Verify that the certificate map entry is active
Verify that the certificate map entry is active before attaching its corresponding certificate map to the target proxy.
To verify the certificate map entry, use the gcloud certificate-manager maps entries describe
command:
gcloud certificate-manager maps entries describe CERTIFICATE_MAP_ENTRY_NAME \ --map="CERTIFICATE_MAP_NAME"
Replace the following:
CERTIFICATE_MAP_ENTRY_NAME
: the name of the certificate map entry.CERTIFICATE_NAME
: the name of the certificate you want to associate with the certificate map entry.

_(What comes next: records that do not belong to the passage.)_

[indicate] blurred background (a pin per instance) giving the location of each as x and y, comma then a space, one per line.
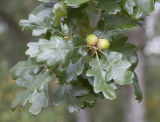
124, 109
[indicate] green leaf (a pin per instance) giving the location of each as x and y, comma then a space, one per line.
137, 89
129, 6
110, 6
147, 6
117, 68
33, 78
117, 22
78, 22
70, 93
55, 51
99, 74
70, 72
75, 3
38, 101
93, 14
60, 10
129, 52
40, 21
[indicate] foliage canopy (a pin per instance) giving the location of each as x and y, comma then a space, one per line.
81, 72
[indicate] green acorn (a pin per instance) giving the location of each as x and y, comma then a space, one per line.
92, 39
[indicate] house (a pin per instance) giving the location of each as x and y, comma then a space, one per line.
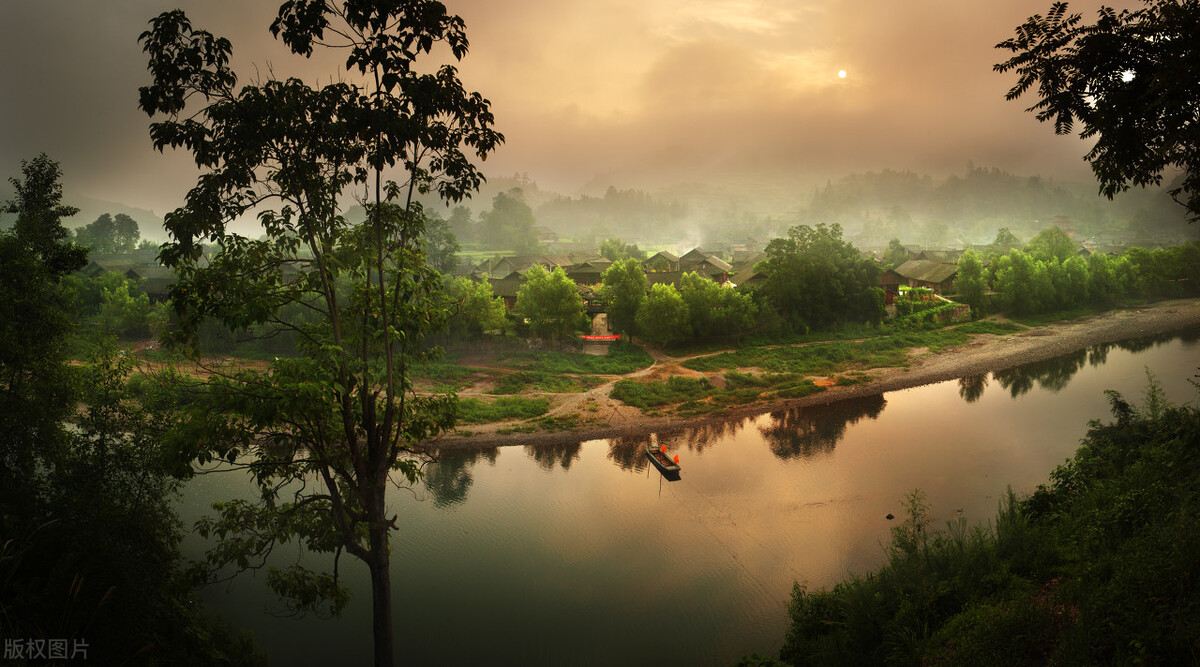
661, 262
937, 276
748, 277
588, 272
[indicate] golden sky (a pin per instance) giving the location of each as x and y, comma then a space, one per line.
631, 92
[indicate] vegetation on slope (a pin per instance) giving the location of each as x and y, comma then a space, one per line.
1097, 566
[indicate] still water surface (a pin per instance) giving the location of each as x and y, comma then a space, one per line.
583, 554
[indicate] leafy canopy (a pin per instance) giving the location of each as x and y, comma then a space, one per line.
1131, 79
343, 412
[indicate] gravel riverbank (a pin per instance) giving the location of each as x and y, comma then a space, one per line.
982, 354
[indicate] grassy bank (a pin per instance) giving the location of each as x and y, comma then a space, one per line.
1101, 566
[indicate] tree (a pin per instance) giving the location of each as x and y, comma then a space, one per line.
343, 412
1051, 245
714, 311
663, 318
970, 283
624, 289
509, 224
1132, 82
474, 308
816, 280
109, 234
551, 302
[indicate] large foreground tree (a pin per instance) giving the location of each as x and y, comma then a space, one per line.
1132, 80
327, 433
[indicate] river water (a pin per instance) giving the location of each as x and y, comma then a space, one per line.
583, 554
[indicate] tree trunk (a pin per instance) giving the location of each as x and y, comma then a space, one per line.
381, 595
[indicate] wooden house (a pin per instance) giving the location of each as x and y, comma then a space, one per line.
937, 276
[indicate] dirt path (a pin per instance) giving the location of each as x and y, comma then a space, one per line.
982, 354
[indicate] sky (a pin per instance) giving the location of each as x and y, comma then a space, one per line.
640, 94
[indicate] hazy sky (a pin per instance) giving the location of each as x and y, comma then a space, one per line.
636, 92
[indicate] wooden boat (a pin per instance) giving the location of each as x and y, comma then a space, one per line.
663, 462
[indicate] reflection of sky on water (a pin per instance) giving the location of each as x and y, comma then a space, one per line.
582, 552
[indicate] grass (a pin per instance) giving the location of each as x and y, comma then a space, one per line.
989, 326
823, 359
693, 396
1039, 319
622, 358
541, 380
474, 410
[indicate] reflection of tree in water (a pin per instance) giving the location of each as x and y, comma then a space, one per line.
699, 438
971, 386
449, 478
547, 456
805, 432
629, 452
1146, 342
1051, 374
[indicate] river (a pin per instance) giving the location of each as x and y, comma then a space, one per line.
583, 554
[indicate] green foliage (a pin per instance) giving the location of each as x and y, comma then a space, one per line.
441, 246
1128, 79
1091, 569
971, 284
820, 359
664, 318
343, 409
474, 410
715, 312
622, 358
989, 326
509, 223
109, 234
1051, 245
815, 280
474, 308
624, 289
676, 389
552, 304
127, 312
1029, 287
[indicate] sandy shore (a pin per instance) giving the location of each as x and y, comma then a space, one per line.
982, 354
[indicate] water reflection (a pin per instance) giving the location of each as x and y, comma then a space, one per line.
971, 386
547, 456
449, 479
629, 451
699, 438
1054, 374
1051, 374
807, 432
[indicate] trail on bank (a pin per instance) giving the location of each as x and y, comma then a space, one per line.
983, 354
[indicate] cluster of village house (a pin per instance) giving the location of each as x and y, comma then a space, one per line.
929, 269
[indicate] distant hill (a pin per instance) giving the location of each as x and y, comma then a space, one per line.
149, 223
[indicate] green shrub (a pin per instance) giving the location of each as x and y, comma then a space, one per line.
474, 410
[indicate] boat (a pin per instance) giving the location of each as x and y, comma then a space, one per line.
663, 462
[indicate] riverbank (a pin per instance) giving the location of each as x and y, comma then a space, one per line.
983, 354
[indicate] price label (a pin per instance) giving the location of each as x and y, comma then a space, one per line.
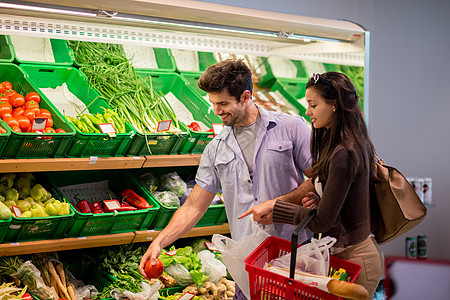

The output is similar to the following:
certificates: createTime: '2021-09-06T10:01:56.229472109Z' hostname: example.com name: projects/my-project/locations/global/certificateMaps/myCertMap/certificateMapEntries/myCertMapEntry state: ACTIVE updateTime: '2021-09-06T10:01:58.277031787Z'
Attach the certificate map to the target proxy
You can attach the certificate map to a new target proxy or an existing target proxy.
gcloud
To attach the certificate map to a new target proxy, use the gcloud compute target-https-proxies create
command:
gcloud compute target-https-proxies create PROXY_NAME \ --certificate-map="CERTIFICATE_MAP_NAME" \ --url-map="URL_MAP" \ --global
Replace the following:
PROXY_NAME
: the name of the target proxy.CERTIFICATE_MAP_NAME
: the name of the certificate map referencing the certificate map entry and the associated certificate.URL_MAP
: the name of the URL map
To attach the certificate map to an existing target HTTPS proxy, use the gcloud compute target-https-proxies update
command. If you don't know the name of the existing
target proxy, go to the Target proxies page and note the name of the
target proxy.
gcloud compute target-https-proxies update PROXY_NAME \ --certificate-map="CERTIFICATE_MAP_NAME" \ --global
After creating or updating the target proxy, run the following command to verify it:
gcloud compute target-https-proxies list
Terraform
To attach the certificate map to the target proxy, you can use a
google_compute_target_https_proxy
resource.
When configuring a target proxy, if you attach TLS (SSL) certificates directly and also through a certificate map, the proxy uses the certificates referenced by the certificate map and ignores the directly attached TLS (SSL) certificates.
Test the deployed certificates
For each certificate you have deployed, test the connectivity to each domain covered by the certificate on your load balancer's IP address using the following command:
openssl s_client -showcerts -servername DOMAIN_NAME -connect IP_ADDRESS:443
Replace the following:
DOMAIN_NAME
: the name of the target domainIP_ADDRESS
: the IP address of your load balancer
For more information about testing connectivity, see Test with OpenSSL
Update DNS records
Switch over the traffic from your third-party service to Cloud Load Balancing. See Update the DNS A and AAAA records to point to the load balancer's IP address.